Vista - Help!!! Virus!!!

**Riptorn** · 03-15-2009

Hi, I have vista ultimate 32 bit. Recently, everytime I start up vista, my antivirus software BitDefender Internet Security 2009, blocks a virus ... goasi.cn/ex/a.php
Does anyone know what this is??, and how can I remove it, it is very annoying??..Please can you help me??
Regards
Riptorn.

**rive0108** · 03-15-2009

Well, first of all, Bitdefender isnt very good. It did very poorly in recent testing (Vista SP1 Antivirus Performance)

Clean system here with NOD32:Free ESET Online Antivirus Scanner

**Riptorn** · 03-15-2009

Quote: Originally Posted by rive0108

Well, first of all, Bitdefender isnt very good. It did very poorly in recent testing (Vista SP1 Antivirus Performance)

Clean system here with NOD32:Free ESET Online Antivirus Scanner

Thanks rive0108, well??.. what Is the best internet security???. I was told BitDefender was the Best?. It only blocked the Trojan.Injector.C2 goasi.cn/ex/a.php.. I scanned everything it is not there? How to remove it?

**rive0108** · 03-15-2009

Source:PE_VIRUT.ASA - Technical details

Arrival, Installation and Autostart Technique
This file infector may be downloaded unknowingly by a user when visiting malicious Web sites.
It creates the following registry entry to bypass the Windows Firewall:
HKEY_LOCAL_MACHINE\SYSTEM\CurrentControlSet\Services\
SharedAccess\Parameters\FirewallPolicy\StandardProfile\
AuthorizedApplications\List
\??\%System%\winlogon.exe = "\??\%System%\winlogon.exe:*:enabled:@shell32.dll,-1"

File Infection

It hooks the following APIs so that when any of these APIs are called, it proceeds to its infection routine:

NtCreateFile
NtOpenFile
NtOpenProcess
NtCreateProcessEx

This file infector infects by appending its code to target host files. It infects files of the following types:

.EXE
.SCR

It does not infect files that contain the following strings in their file names:

WC32
WCUN
WINC

Backdoor Capabilities
It searches for the Winlogon process by enumerating the running processes and injects a thread that is responsible for its backdoor routines.
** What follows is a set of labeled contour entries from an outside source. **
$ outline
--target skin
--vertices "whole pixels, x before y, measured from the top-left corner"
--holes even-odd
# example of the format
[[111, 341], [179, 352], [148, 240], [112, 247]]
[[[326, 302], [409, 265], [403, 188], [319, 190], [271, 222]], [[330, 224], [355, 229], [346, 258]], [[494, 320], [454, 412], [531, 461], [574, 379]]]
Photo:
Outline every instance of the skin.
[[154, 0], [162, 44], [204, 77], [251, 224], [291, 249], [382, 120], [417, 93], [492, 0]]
It connects to the following IRC server irc.zief.pl and waits for a command from a remote user. Using this connection, it downloads TROJ_INJECTOR.AR from the following URL:

http://goasi.cn/ex/a.php

**rive0108** · 03-15-2009

Actually on second thought you may want to do System restore to a point before you picked up the file infector Malware. Apparently It is causing significant registry/Windows corruption that may be difficult to repair. Did you allow it past UAC? That should have contained it in the IE7 sandbox.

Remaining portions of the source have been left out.